Differing Conservation of SR Protein and hnRNP Genes Between Mammals and Fish. Conservation of cis-regulatory elements between organisms is expected to correlate with patterns of conservation of the corresponding trans factors. To explore these relationships with respect to splicing in vertebrates, lists of human splicing factors identified previously through proteomic analysis by Zhou et al. (26) were used to identify mouse and Fugu orthologs from the EnsMart database by using reciprocal best blast hits. Domains were then predicted by using the Pfam database (27), and the results are shown in Table 1 and Tables 5–8, which are published as supporting information on the PNAS web site. Core spliceosomal components, such as small nuclear RNAs and proteins of the U1 small nuclear ribonucleoprotein (snRNP), U2 snRNP, and U4/U5/U6 tri-snRNP, are highly conserved between mammals and fish (Table 5 and data not shown). Additionally, clear orthologs with identical domain organization could be found in mouse and Fugu for all human SR proteins (Table 6), nearly all of which are known to recognize ESEs, consistent with our analysis indicating that the major rescue-ese classes are conserved between human, mouse, and Fugu. However, greater variability was seen in the domain organization and even presence/absence of H-complex hnRNP proteins, many of which are known to bind ISEs or other intronic elements (Tables 7 and 8). For example, Fugu and zebrafish orthologs for hnRNP A2/B1 (28, 29) and hnRNP F were not identified, and fish orthologs for hnRNP H and hnRNP K were missing one or more RNA recognition motifs and/or K homology domains, compared with human and mouse orthologs. In addition, Fugu orthologs for hnRNP RALY were not found, and hnRNP I/polypyrimidine tract binding protein was missing an RNA recognition motif. Given that the Fugu and zebrafish genomes are not yet complete (95% covered in Fugu and 5.7-fold coverage in zebrafish) and genome annotations are still evolving, absence of a detectable ortholog from current assemblies does not necessarily imply that an orthologous gene does not exist. Nevertheless, current data suggests greater variability in hnRNP proteins between mammals and fish than was seen for SR proteins.
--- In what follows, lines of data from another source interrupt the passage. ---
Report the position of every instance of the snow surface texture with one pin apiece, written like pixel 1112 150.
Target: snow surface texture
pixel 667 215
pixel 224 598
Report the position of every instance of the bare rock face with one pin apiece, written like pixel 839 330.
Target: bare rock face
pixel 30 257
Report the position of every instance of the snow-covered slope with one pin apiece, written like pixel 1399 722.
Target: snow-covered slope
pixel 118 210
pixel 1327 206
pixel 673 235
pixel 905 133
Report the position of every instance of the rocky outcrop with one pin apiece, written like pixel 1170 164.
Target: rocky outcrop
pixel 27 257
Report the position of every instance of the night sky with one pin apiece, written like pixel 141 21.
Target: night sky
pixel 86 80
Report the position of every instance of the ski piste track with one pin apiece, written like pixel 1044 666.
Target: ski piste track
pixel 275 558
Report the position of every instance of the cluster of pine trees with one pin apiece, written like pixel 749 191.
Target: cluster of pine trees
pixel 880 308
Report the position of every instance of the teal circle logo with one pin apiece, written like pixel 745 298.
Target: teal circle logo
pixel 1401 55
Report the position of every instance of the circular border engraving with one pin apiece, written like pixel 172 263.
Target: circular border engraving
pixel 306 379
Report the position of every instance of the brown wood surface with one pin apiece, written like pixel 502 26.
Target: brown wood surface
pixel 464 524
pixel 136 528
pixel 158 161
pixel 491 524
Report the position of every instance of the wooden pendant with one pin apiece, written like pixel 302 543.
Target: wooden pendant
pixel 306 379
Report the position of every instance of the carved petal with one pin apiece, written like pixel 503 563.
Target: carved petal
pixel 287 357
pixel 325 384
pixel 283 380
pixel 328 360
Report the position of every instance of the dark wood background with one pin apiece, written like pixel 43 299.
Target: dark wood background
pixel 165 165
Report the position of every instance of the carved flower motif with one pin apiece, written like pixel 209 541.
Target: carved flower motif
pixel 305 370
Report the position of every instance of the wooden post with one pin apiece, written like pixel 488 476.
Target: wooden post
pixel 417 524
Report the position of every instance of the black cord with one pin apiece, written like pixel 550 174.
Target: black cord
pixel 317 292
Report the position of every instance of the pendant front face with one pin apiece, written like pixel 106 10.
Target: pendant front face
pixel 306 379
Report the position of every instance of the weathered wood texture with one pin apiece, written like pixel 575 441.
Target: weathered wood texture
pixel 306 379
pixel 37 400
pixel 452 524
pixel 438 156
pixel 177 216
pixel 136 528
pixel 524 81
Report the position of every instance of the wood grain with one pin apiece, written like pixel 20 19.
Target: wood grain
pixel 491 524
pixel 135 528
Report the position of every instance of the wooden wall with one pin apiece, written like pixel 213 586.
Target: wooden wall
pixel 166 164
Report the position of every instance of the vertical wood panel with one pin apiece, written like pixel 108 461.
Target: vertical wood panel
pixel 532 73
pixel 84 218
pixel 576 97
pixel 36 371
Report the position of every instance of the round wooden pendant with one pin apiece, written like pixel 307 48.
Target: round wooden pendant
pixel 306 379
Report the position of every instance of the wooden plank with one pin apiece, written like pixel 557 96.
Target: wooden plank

Table 1. Conservation of splicing factors between human, mouse, and Fugu.

Trans factors Mouse Fugu
SR Proteins
   Domains same as human 10/10 10/10
   Domains changed 0/10 0/10
   Missing 0/10 0/10
hnRNPs
   Domains same as human 13/14 7/14
   Domains changed 1/14 4/14
   Missing 0/14 3/14

Domains refer to predicted RNA recognition motifs and K homology domains. Accession numbers and Ensemble identifiers for all-trans factors analyzed are provided in Tables 5-8.

Discrimination of Mammalian and Fugu Introns. The results reported above suggest that the critical differences in splicing between Fugu and mammalian introns may reside primarily in the abundance and locations of specific short oligonucleotides with ISE activity, with intron length-dependent effects also playing a role. To explore this idea, a model based on LDA was developed that utilizes intron length and nonoverlapping 3-mer counts (including GGG and CCC) as features to predict whether a given Fugu intron will be correctly spliced in mammalian cells (Fig. 6). Introns of the Fugu RCN1, HD, and ARP3 genes (2, 3, 30) were scored with this model (Fig. 5). By comparing the scores of Fugu introns to their splicing phenotypes in mammalian cells, a correlation was observed, with the highest-scoring (most Fugu-like) introns generally failing to splice in mammalian cells and introns with scores in the range observed for natural mouse introns almost always splicing correctly (Fig. 5). Thus, our method recognizes intronic features that differ between Fugu and mammalian introns and appears able to predict the spliceability of Fugu introns in mammalian cells. Independently of rescue-ise, this method ranks G triples, C-rich motifs, and AC repeats as critical features that distinguish fish and mammalian introns.

Fig. 5.

Fig. 5.

Classification of vertebrate introns. Distribution of model scores for independent sets of orthologous mouse and Fugu introns and splicing phenotypes for introns 1–5 of the Fugu RCN1 gene (3), introns 1–7 of the Fugu HD gene (2), and introns 1–11 of the Fugu ARP3 gene. Full details given in Fig. 6C.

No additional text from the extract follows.